E foi exatamente o que aconteceu em Goiânia. Com previsão de durar 10 semanas, o projeto Lapassion (Latin America Practices and Soft Skills for an Innovation Oriented Network, em português Práticas e habilidades sociais da América Latina para uma rede orientada para a inovação), de intercâmbio internacional, durou apenas uma semana e fez com que os participantes precisassem rever suas metas pessoais.
Por conta das medidas de isolamento tomadas por alguns estados, como Goiás, estudantes de diversas partes do mundo tiveram que abandonar, momentaneamente, o sonho de produzir ciência e estar em contato com diversas culturas.
A estudante de Gestão Ambiental do Instituto Federal do Rio de Janeiro (IFRJ), Larissa Aragão, foi selecionada para representar o Rio de Janeiro no projeto, que contava com participantes da América Latina e da Europa. A moradora de São João de Meriti, na Baixada Fluminense, que estava radiante com a missão, contou que, com a repentina interrupção do projeto, assim como seus colegas, se sentiu esgotada emocionalmente.
Todos os nossos planos, tudo que traçamos foi abalado em uma única manhã. Muitos largaram estágio, trabalho, trancaram a faculdade para estar lá, para participar do projeto.

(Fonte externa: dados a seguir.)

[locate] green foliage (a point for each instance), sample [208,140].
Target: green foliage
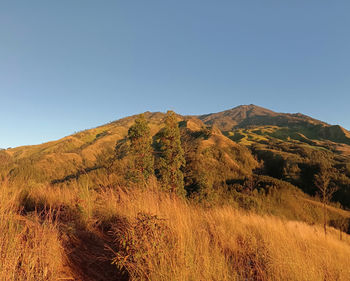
[170,160]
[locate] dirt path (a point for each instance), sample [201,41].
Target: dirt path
[341,212]
[89,259]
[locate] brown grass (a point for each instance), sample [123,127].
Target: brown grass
[154,236]
[30,249]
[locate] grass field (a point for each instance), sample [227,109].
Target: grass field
[115,234]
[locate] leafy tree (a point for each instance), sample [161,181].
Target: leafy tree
[141,152]
[325,190]
[171,159]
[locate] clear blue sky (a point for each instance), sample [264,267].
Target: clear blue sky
[71,65]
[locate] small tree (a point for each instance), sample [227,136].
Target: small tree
[141,153]
[171,156]
[325,191]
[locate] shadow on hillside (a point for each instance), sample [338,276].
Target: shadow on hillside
[89,252]
[75,175]
[89,259]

Lamentou a estudante de 21 anos
A forçada decisão de paralisar as atividades foi tomada em março, na segunda-feira (16), e se deu após a notícia de que a rodoviária seria fechada no dia seguinte e os aeroportos, na mesma semana, possivelmente.

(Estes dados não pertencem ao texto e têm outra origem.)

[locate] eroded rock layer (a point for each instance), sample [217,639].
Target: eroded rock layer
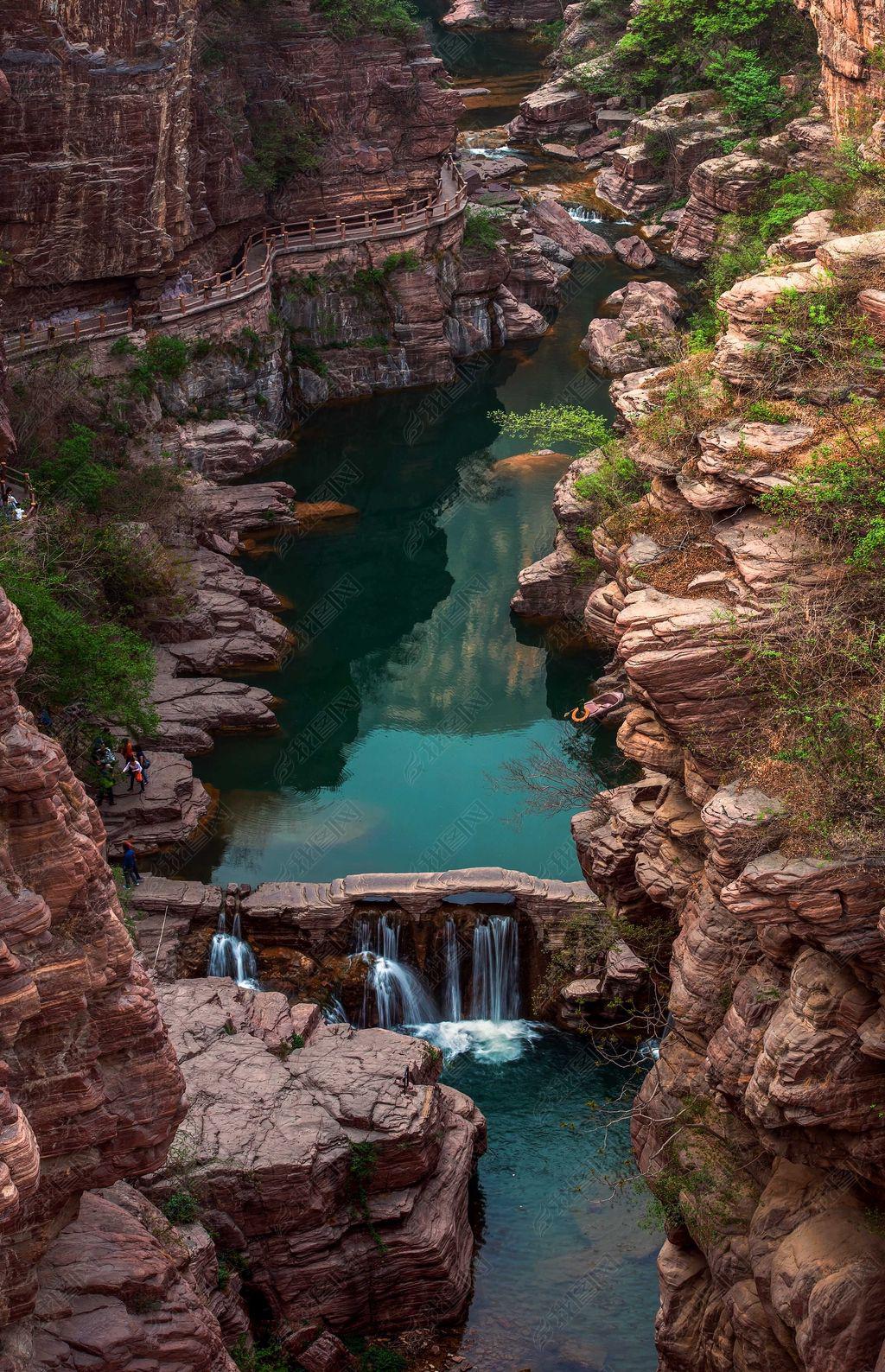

Os professores que coordenavam o Lapassion também foram dominados pela sensação de frustração. “O professor disse: ‘Vocês vão ficar isolados em Goiânia! Retorno imediato! Comprem suas passagens'”, destaca a futura Gestora Ambiental.
Para os participantes estrangeiros, o drama foi ainda maior. Muitos quase não conseguiram voltar para seus países de origem e encontraram passagens com valores bem altos.
Foi informação demais para processar em tão pouco tempo. Os estudantes de longe, o início de fechamento de fronteira de alguns países europeus. A incerteza da possibilidade de volta. O sentimento de muitos de que estavam mais seguros aqui [no Brasil] do que onde moravam. A correria pelas passagens caras. Alguns embarcariam no mesmo dia à noite.
Lembrou Larissa
O Projeto Lapassion
O projeto Lapassion integra o programa Erasmus+ Capacity Building Program, da União Européia, e é gerenciado pela Agência Executiva de Educação, Audiovisual e Cultura (EACEA). O programa visa desenvolver estágios multidisciplinares, caracterizados por projetos apresentados pela comunidade ou gerados por ideias inovadoras, para criar protótipos.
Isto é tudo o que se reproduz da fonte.